The FCC has issued a Notice of Proposed Rulemaking (NPRM) outlining three guidelines
and seeking comments on proposals that would follow these guidelines. Comments are due
sometime in early November, 30 days following the NPRM’s publication in the Federal
Register.
"Consumer confusion over telephone bills has significantly contributed to the
growth of telecommunications fraud, such as slamming and cramming," the FCC stated in
CC Docket No. 98-170, released Sept. 17. "Each month, the Commission’s Call Center
receives approximately 10,000 inquiries from consumers with questions about charges on
their bills."
With a growing number of service providers offering an increasing array of options,
consumers generally are clueless when they read their phone bills and "must have
adequate information about the services … and alternatives available to them," the
FCC stated in its docket.
The FCC’s NPRM includes three guidelines proposing those telephone bills:
- Be clearly organized and highlight any new charges or changes to consumers’ services.

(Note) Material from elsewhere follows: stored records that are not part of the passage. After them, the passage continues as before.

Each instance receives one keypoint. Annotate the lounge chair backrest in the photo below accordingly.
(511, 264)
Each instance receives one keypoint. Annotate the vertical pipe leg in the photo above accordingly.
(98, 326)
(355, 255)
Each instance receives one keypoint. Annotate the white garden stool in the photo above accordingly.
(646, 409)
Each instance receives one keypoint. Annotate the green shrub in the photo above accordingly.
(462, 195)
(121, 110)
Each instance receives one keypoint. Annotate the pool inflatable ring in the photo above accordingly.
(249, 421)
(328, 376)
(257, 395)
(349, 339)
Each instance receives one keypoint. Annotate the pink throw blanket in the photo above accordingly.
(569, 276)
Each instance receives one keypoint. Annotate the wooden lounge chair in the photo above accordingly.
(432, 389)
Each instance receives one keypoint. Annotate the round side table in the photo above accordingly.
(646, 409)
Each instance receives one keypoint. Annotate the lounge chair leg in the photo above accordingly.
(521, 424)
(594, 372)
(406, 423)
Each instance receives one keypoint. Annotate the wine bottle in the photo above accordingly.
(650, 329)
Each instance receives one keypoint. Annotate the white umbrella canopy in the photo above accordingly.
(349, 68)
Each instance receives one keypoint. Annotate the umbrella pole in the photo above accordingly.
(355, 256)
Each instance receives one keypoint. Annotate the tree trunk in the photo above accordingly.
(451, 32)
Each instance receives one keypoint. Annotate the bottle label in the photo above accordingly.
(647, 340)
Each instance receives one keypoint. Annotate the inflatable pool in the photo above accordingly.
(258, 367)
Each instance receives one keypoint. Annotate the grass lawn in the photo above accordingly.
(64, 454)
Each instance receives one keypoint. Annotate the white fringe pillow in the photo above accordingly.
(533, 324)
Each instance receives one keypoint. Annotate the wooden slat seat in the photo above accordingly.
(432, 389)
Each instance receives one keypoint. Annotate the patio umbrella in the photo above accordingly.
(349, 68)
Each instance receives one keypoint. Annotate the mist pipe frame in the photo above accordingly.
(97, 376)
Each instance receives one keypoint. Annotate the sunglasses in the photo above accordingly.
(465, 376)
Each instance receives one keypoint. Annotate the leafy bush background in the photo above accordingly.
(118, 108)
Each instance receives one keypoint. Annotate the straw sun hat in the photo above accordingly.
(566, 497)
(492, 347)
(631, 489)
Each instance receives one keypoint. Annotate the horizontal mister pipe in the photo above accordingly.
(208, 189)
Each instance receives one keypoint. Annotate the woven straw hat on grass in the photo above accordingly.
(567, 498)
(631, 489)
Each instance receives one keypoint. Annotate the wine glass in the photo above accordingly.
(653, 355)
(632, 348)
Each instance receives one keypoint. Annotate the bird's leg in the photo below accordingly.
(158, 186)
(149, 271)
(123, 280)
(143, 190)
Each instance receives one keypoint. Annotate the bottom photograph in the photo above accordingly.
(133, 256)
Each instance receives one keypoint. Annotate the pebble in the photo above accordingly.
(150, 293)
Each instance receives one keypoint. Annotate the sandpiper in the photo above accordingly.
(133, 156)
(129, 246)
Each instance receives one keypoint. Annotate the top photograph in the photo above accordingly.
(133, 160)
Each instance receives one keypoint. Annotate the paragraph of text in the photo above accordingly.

- Contain full and non-misleading descriptions of all charges and clear identification of
the service provider responsible for each charge. - Contain clear and conspicuous disclosures of any information consumers need to make
inquiries about charges.
The commission seeks comment on whether bills should contain a separate page or section
highlighting changes, including the addition of a new provider or new charge; whether
telcos should present separate categories of services in separate sections of the bill;
and whether bills should contain a separate section summarizing a customer’s current
status of services.
Other proposals include that each charge on a phone bill be accompanied by a brief,
plain-language description of the service rendered, and that the name of the service
provider clearly be identified in association with its charges.
The FCC also seeks comment on whether it should prescribe "safe harbor"
language for use by companies that pass on universal service or access charges to their
customers, and, if so, what language might be appropriate.